Through cooperation with the leaders at local municipalities, the Federal Emergency Management Agency (FEMA) and USACE's Debris Planning and Response Team makes the collection process possible with teams working in nine separate locations. For example, in the city of Ponce more than 48 trucks have been used to haul 3,700 loads of debris.

"We have been actively removing debris from Ponce since Oct. 23," Jasmine Smith, the debris mission manager from the New Orleans District, says. "We have removed more than 76,000 cubic yards via curbside pickup and temporary disposal sites.”

The estimated total debris in Ponce is estimated to be more than 100,000 cubic yards, enough to fill Yankee Stadium more than two feet high. 

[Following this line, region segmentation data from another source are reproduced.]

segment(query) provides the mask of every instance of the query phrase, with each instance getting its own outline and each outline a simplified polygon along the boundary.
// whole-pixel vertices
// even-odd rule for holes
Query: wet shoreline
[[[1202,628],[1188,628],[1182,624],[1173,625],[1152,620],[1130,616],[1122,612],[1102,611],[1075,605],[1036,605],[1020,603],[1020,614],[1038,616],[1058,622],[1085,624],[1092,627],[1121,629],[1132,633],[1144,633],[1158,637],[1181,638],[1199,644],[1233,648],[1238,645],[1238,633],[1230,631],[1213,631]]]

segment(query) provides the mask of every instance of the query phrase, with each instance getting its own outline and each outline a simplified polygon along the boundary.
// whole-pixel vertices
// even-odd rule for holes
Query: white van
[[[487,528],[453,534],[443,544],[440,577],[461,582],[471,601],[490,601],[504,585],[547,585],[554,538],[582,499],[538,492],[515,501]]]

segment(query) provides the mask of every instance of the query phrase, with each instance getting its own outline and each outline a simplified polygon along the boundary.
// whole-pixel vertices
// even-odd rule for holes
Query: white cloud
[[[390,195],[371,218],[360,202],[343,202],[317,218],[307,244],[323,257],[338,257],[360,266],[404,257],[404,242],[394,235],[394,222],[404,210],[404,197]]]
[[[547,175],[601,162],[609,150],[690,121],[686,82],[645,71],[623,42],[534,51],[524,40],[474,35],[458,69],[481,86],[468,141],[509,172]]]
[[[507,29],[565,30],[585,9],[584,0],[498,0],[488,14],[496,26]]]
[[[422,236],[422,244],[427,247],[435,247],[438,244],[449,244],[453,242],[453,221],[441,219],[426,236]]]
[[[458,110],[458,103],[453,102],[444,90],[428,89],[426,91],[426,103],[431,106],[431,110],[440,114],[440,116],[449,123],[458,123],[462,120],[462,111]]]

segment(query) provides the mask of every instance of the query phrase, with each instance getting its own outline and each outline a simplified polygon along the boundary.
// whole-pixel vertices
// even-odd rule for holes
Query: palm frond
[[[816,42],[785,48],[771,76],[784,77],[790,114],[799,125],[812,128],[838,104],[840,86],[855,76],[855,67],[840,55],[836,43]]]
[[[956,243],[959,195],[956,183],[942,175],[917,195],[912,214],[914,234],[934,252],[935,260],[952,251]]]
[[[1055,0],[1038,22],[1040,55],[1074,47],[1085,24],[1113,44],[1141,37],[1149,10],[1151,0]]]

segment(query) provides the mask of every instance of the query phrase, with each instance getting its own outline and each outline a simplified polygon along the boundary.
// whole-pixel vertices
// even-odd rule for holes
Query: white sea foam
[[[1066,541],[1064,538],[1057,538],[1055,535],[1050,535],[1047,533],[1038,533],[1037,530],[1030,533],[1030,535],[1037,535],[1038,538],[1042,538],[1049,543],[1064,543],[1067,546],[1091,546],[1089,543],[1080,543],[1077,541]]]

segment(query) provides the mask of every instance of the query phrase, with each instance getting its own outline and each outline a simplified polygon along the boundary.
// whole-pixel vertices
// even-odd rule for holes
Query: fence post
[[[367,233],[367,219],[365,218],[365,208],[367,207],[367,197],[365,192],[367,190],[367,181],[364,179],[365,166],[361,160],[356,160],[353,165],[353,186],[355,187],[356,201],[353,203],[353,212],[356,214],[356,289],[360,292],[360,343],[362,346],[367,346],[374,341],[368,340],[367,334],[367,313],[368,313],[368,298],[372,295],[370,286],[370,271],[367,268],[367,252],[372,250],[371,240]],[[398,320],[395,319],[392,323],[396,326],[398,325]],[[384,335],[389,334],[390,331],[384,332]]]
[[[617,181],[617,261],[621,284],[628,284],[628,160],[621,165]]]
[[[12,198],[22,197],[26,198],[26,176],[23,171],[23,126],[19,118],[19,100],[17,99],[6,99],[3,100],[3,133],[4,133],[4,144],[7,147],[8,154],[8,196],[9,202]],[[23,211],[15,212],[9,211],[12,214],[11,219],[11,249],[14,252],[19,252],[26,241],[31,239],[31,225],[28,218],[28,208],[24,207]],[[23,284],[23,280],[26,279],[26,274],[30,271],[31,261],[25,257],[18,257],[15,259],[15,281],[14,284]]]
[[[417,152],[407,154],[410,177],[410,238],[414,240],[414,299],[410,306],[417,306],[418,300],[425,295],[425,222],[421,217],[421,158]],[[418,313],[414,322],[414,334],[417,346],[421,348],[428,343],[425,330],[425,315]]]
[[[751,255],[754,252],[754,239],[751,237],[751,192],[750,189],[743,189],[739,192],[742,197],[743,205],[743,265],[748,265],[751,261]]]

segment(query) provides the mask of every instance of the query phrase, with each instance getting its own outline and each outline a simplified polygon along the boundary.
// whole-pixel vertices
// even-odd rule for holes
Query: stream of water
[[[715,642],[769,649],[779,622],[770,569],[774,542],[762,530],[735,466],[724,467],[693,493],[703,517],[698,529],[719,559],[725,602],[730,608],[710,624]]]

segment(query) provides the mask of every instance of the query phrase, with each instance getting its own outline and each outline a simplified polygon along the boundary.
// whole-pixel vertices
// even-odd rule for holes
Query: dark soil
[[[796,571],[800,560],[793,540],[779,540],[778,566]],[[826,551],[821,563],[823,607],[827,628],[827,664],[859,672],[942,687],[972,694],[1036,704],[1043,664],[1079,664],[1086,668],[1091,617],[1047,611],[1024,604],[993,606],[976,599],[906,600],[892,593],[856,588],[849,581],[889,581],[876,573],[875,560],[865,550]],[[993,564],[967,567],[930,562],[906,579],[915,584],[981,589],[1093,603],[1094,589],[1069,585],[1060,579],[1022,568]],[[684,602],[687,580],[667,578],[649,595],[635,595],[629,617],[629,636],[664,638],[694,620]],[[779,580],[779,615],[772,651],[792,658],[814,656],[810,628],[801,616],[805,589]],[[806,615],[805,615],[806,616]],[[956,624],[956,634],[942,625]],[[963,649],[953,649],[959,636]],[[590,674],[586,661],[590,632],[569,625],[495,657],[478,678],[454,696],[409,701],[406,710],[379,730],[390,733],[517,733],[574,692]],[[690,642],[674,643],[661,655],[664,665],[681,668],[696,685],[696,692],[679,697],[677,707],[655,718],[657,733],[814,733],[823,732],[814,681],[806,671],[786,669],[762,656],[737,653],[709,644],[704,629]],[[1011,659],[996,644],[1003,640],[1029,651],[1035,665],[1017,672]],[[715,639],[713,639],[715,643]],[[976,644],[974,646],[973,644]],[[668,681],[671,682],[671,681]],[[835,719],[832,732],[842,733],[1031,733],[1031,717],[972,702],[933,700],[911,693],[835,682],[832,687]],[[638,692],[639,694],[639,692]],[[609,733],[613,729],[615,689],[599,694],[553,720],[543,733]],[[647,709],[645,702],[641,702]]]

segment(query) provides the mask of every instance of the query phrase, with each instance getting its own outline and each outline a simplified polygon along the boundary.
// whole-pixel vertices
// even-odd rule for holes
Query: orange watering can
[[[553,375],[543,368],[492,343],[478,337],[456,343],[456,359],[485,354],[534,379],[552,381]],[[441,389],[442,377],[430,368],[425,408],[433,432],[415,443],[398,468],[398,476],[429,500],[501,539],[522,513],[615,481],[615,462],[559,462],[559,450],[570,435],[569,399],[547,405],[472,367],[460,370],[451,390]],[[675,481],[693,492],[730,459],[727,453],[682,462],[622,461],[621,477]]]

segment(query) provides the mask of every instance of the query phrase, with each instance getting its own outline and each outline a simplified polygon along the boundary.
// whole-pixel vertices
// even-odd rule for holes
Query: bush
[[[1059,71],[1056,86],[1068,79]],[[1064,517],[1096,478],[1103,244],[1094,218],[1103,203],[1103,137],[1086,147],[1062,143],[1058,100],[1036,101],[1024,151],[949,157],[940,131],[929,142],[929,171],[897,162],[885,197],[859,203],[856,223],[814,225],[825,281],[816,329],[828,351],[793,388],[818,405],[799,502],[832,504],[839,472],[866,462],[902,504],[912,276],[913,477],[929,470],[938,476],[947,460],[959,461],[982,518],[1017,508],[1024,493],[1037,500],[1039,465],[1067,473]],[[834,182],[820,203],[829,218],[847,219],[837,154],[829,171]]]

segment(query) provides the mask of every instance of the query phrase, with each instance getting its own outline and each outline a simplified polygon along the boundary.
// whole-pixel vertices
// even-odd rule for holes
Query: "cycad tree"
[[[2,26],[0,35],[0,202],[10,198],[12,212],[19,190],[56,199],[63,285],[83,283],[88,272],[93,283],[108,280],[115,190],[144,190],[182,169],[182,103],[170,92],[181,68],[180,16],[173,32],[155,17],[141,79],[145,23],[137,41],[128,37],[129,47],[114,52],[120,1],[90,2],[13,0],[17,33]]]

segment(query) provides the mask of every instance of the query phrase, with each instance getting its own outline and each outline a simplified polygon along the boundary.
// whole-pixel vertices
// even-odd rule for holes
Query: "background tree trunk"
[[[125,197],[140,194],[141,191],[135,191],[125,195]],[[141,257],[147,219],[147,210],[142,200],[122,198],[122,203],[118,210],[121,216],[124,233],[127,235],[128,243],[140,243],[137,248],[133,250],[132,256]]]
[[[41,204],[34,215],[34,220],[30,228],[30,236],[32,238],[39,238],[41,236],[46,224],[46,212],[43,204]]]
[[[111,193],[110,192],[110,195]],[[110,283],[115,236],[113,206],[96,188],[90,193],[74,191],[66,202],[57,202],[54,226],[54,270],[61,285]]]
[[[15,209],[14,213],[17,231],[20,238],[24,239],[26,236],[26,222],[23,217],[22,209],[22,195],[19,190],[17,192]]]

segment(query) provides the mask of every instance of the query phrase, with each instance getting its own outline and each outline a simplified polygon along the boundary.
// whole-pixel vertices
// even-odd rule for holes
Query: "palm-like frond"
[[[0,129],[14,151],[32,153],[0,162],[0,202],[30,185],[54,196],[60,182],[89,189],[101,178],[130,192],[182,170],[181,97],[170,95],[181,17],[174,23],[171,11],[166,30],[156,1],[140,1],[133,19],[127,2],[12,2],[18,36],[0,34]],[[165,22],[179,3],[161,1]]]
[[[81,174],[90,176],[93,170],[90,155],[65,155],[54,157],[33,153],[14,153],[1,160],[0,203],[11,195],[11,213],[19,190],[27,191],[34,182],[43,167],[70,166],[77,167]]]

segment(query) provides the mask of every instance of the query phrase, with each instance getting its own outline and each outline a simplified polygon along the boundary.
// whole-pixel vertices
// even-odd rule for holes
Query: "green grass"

John Fogarty, debris subject matter expert out of the New Orleans District, says USACE estimates more than 3 million cubic yards of vegetative debris will be generated from Hurricane Maria. Approximately 630,000 cubic yards will be reduced and used for compost, landfill cover, slope protection and more.

"There is an estimated 1.3 million cubic yards of construction and demolition debris such as lumber and household furniture which will yield approximately one million pounds of recyclable metals," Fogarty says. 

Additionally, USACE forecasts that close to 9,000 appliances are part of the debris, which may produce about half a million pounds of metals for recycling. According to Fogarty, USACE is also teaming up with the U.S. Environmental Protection Agency to handle freon removal from refrigerators, freezers and air conditioners and to coordinate the collection and disposal of household hazardous wastes.

Currently, the Debris Planning and Response Team, in cooperation with FEMA and working closely with leaders of 54 municipalities, has removed approximately 284,000 cubic yards of debris.

"We continue to make strides with our community partners and endeavor to remove debris in a safe, efficient and environmentally sound manner," Smith says. "Debris removal continues to be a high priority mission for FEMA and the U.S. Army Corps of Engineers."